The Young Victoria at Greenbelt Sept. 30
MANILA, Philippines - From the Oscar-winning producing team of Martin Scorsese and Graham King (The Departed) comes the soaring drama The Young Victoria which chronicles Queen Victoria’s ascension to the throne, focusing on the early turbulent years of her reign and her legendary romance and marriage to Prince Albert.
Starring Emily Blunt, Rupert Friend, Paul Bettany, Miranda Richardson, Jim Broadbent and Mark Strong, The Young Victoria will be shown exclusively at Greenbelt 3 starting Sept. 30.
For Academy Award-winner Julian Fellowes (Gosford Park) who wrote the screenplay, it was the early life of the young queen that fascinated him. “Ninety nine percent of the public don’t know anything about the story of her early life and will be surprised.”
The film is set in the period from 1836, the year before Victoria ascended the throne, to 1840 the year she married Prince Albert and sets out to revise the widely held picture of Queen Victoria as an elderly widow dressed in black. “The Queen Victoria everyone knows is the older Widow of Windsor with the handkerchief on her head, a rather fat woman in black looking depressed. Very few people know about the other side of her, her early life: That she was young, that she loved dancing, that she loved music and that she was very romantic. Some girls like to have fun and she was certainly one of them,” explains Fellowes.

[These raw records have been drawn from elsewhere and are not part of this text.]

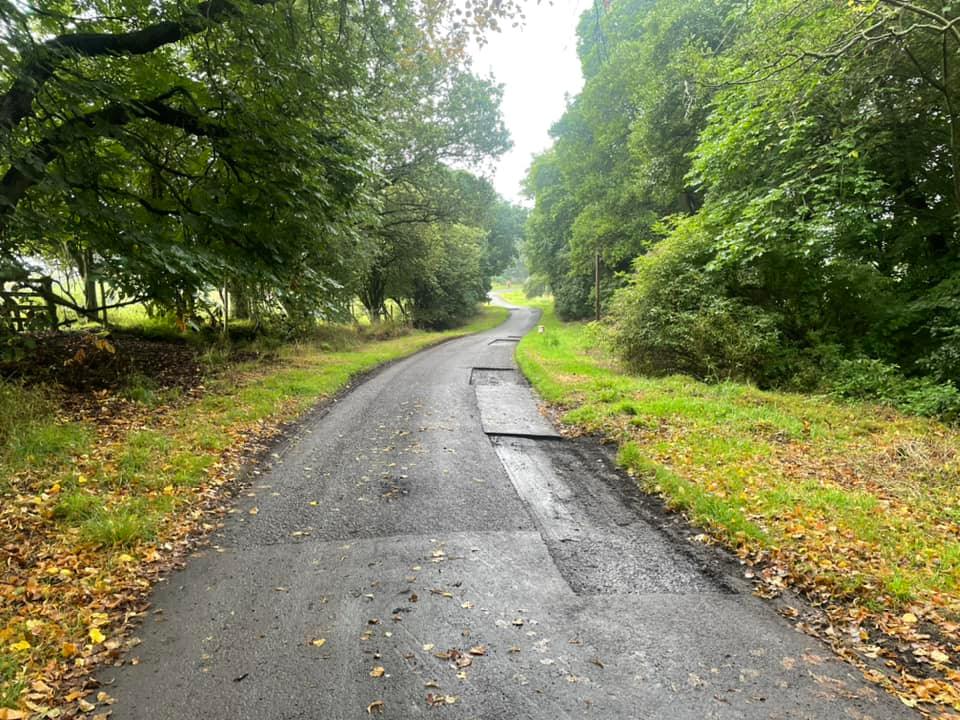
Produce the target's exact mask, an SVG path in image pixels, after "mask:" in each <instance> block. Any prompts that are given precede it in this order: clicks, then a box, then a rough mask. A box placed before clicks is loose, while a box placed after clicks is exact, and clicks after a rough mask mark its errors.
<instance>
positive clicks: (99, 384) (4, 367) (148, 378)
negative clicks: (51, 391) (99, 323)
mask: <svg viewBox="0 0 960 720" xmlns="http://www.w3.org/2000/svg"><path fill="white" fill-rule="evenodd" d="M31 340H32V341H33V342H34V343H36V346H35V347H34V348H32V349H31V350H29V351H28V352H27V353H26V354H25V355H24V356H23V357H22V358H20V359H18V360H15V361H10V362H4V363H0V377H3V378H4V379H7V380H17V381H22V382H25V383H27V384H35V383H49V384H54V385H58V386H60V387H61V388H63V389H64V390H65V391H66V392H68V393H73V392H77V393H83V392H90V391H96V390H116V389H118V388H121V387H124V386H125V385H127V384H128V383H129V382H130V380H131V378H135V377H141V378H146V379H147V380H148V381H149V383H150V384H151V385H153V386H155V387H157V388H158V389H169V388H174V387H178V388H183V389H189V388H192V387H194V386H196V385H198V384H200V382H201V379H202V374H203V373H202V370H201V367H200V364H199V362H198V356H199V351H198V348H196V347H194V346H191V345H189V344H187V343H186V342H182V343H179V342H173V341H170V340H152V339H145V338H141V337H137V336H135V335H128V334H121V333H111V335H110V336H109V337H108V338H101V337H100V336H97V335H94V334H92V333H45V334H41V335H34V336H31Z"/></svg>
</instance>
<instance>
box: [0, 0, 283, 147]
mask: <svg viewBox="0 0 960 720" xmlns="http://www.w3.org/2000/svg"><path fill="white" fill-rule="evenodd" d="M277 1H278V0H249V2H251V3H252V4H254V5H272V4H274V3H276V2H277ZM239 12H240V9H239V8H238V7H237V5H236V4H234V2H233V0H204V1H203V2H201V3H200V4H198V5H197V6H196V7H195V8H194V9H193V10H192V11H190V12H189V14H187V15H186V16H185V17H184V18H183V19H181V20H166V21H164V22H159V23H156V24H155V25H150V26H148V27H145V28H142V29H141V30H133V31H131V32H126V33H72V34H68V35H60V36H58V37H55V38H52V39H50V40H47V41H46V42H45V43H43V44H41V45H39V46H37V47H36V48H35V49H34V51H33V53H32V57H30V58H29V59H27V60H26V61H25V62H24V63H23V65H22V67H21V68H20V70H19V72H18V73H16V74H17V78H16V80H14V81H13V84H12V85H11V86H10V87H9V88H8V89H7V91H6V92H5V93H3V95H2V96H0V130H2V131H5V132H10V131H11V130H13V129H14V128H16V127H17V125H19V124H20V122H21V121H22V120H23V119H24V118H26V117H28V116H31V115H32V114H33V101H34V99H35V98H36V96H37V93H38V92H39V91H40V89H41V88H42V87H43V85H44V84H45V83H46V82H47V81H48V80H49V79H50V78H51V77H52V76H53V74H54V72H56V70H57V68H58V67H59V66H60V64H61V63H62V62H63V61H64V60H65V59H67V58H69V57H72V56H81V57H104V56H121V55H146V54H148V53H151V52H153V51H154V50H157V49H159V48H161V47H163V46H164V45H170V44H172V43H177V42H179V41H180V40H183V39H184V38H186V37H189V36H190V35H195V34H196V33H198V32H201V31H203V30H204V29H206V28H208V27H210V26H211V25H215V24H218V23H221V22H223V21H224V20H226V19H227V18H229V17H232V16H235V15H237V14H239Z"/></svg>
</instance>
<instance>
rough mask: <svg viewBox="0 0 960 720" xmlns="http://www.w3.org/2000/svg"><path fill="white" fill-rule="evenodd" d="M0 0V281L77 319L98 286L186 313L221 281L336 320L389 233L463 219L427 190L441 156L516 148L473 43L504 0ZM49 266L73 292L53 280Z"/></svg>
mask: <svg viewBox="0 0 960 720" xmlns="http://www.w3.org/2000/svg"><path fill="white" fill-rule="evenodd" d="M0 7H2V10H0V13H2V16H3V20H2V22H0V148H2V155H0V279H2V280H4V281H5V282H13V283H20V284H22V285H26V286H29V287H33V288H34V289H36V290H37V291H38V292H40V293H41V294H44V295H46V296H49V299H51V300H53V301H55V302H56V303H57V304H58V305H61V306H65V307H70V308H72V309H74V310H76V311H77V312H79V313H81V314H87V315H88V316H95V315H96V312H97V311H98V310H99V306H100V305H102V304H108V305H109V304H110V301H105V300H103V298H101V299H99V300H98V299H97V294H96V286H95V283H97V282H101V283H104V282H105V283H106V284H107V285H108V286H109V288H110V289H111V293H112V297H113V302H132V301H139V300H147V301H149V302H151V303H152V304H154V305H156V306H158V307H161V308H166V309H170V310H171V311H173V312H175V313H176V314H177V316H178V317H180V318H188V317H190V316H192V315H196V313H197V307H198V305H202V304H203V303H204V302H206V298H207V297H208V296H209V293H210V292H211V289H212V288H228V289H229V290H230V291H231V292H232V293H233V294H234V296H235V297H236V298H237V299H238V300H239V301H240V302H239V304H240V305H241V306H242V308H243V310H244V311H245V312H246V311H249V310H250V308H251V307H252V306H255V305H257V304H259V305H261V306H263V307H268V306H269V307H272V308H281V309H282V312H283V313H284V314H286V315H287V316H289V317H313V316H315V315H316V314H318V313H320V314H325V315H327V316H337V315H338V314H339V315H342V314H343V313H344V312H345V310H344V309H345V308H347V307H348V305H349V302H350V298H352V297H353V296H354V295H355V294H357V293H360V294H361V295H362V294H363V292H364V290H365V289H366V288H367V286H369V284H370V282H369V281H370V277H371V274H372V273H376V272H377V266H378V263H380V264H383V262H384V261H385V260H389V253H390V250H389V249H388V248H385V245H389V244H390V243H394V244H396V243H400V244H402V243H403V242H405V240H404V239H403V238H400V235H403V234H407V235H409V234H410V231H409V228H411V227H425V226H427V225H432V224H434V223H438V222H446V223H453V224H456V223H459V222H461V220H462V219H461V218H460V217H458V216H457V215H456V213H457V208H450V207H441V206H438V205H436V203H433V202H432V199H433V198H434V197H436V196H437V195H438V194H440V189H441V188H443V187H445V186H446V185H449V184H451V183H454V184H455V182H456V180H455V175H456V173H454V172H453V171H452V170H450V169H449V168H450V167H451V166H454V165H455V166H457V167H466V168H473V169H475V170H479V169H482V166H483V163H484V162H485V161H486V160H487V159H489V158H491V157H495V156H496V155H497V154H499V153H501V152H503V150H504V149H506V148H507V147H508V145H509V140H508V137H507V135H506V131H505V130H504V128H503V123H502V121H501V120H500V116H499V97H500V95H499V89H498V88H497V86H496V85H495V84H493V83H492V81H490V80H488V79H484V78H480V77H477V76H475V75H473V74H472V73H471V72H470V71H469V68H468V66H467V63H466V62H465V55H464V49H465V47H466V45H467V42H468V41H469V40H470V39H471V38H475V37H478V36H482V33H483V32H485V31H488V30H490V29H495V28H496V27H497V25H498V23H499V22H502V21H503V20H504V19H505V18H507V17H510V16H511V15H512V14H514V13H515V12H516V11H517V6H516V5H515V4H514V3H511V2H500V1H499V0H472V1H471V2H468V3H455V2H448V1H446V0H423V1H422V2H420V1H417V0H411V1H409V2H407V1H401V2H379V1H376V0H375V1H374V2H369V1H366V2H358V1H354V0H306V1H305V2H301V1H294V0H205V1H204V2H200V3H198V4H194V5H189V4H183V3H168V2H162V3H149V2H140V1H138V0H132V1H131V2H125V3H123V4H122V6H116V4H115V3H106V2H102V0H68V1H67V2H60V1H59V0H58V1H56V2H54V1H52V0H41V1H40V2H37V3H33V4H31V5H29V6H28V5H23V4H21V3H16V2H4V3H2V6H0ZM425 200H427V202H425ZM495 201H496V198H491V199H490V200H489V202H490V203H494V202H495ZM492 227H493V224H492V222H490V223H488V224H487V225H485V226H484V231H483V232H482V233H481V234H480V235H479V236H478V237H479V239H478V240H477V242H478V243H479V245H478V250H477V252H479V253H480V256H481V257H482V258H485V257H487V256H488V254H489V252H493V251H489V252H488V250H487V249H486V243H487V237H488V236H489V235H490V232H491V229H492ZM401 228H406V230H400V229H401ZM427 235H429V233H427V234H425V235H424V237H426V236H427ZM407 240H409V238H407ZM425 253H427V254H428V250H427V249H424V250H422V252H421V253H420V254H421V255H423V254H425ZM52 264H56V265H65V266H67V267H71V268H73V269H74V270H76V271H77V272H78V273H79V274H80V275H81V276H82V278H83V281H84V287H85V296H84V297H82V298H79V299H78V298H75V297H74V296H73V295H71V294H69V293H67V292H66V290H67V288H66V287H63V288H61V289H60V290H58V291H55V288H52V286H51V283H50V278H51V276H53V278H54V280H57V279H58V276H57V274H56V273H52V271H51V267H52ZM396 270H397V268H395V267H392V268H390V270H389V271H390V272H394V271H396ZM481 270H489V268H488V267H486V266H483V267H481V269H480V270H478V272H481ZM404 281H405V282H406V283H407V284H406V285H405V286H404V287H403V288H402V290H403V293H405V294H404V296H403V297H404V298H405V299H407V300H409V299H411V298H412V297H413V295H412V293H413V289H412V285H411V284H410V282H409V281H410V278H405V279H404ZM479 282H481V284H482V281H479ZM390 292H391V293H393V292H400V289H398V288H391V290H390ZM381 305H382V303H381ZM372 309H374V310H379V309H380V308H379V307H376V308H372Z"/></svg>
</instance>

The early part of the film presents Victoria living in a virtual prison. Fellowes explains Victoria’s early life. “Before her 63 year reign began, Victoria had a horrible childhood. Her father died before her first birthday, leaving her mother, the Duchess of Kent, to raise the sole heir to the throne. The Duchess can never have another child who is in line for the throne because her husband is dead. She’s just got this one frail little squib who will be Queen if only she doesn’t die. This created in her a kind of neurotic protectionism, a smothering childhood where Victoria could not have her own room and had to sleep on a little cot next to her mother’s bed until she was 18. She wasn’t able to go up or down stairs without holding an adult hand. She had almost no friends. It was a terribly lonely childhood.”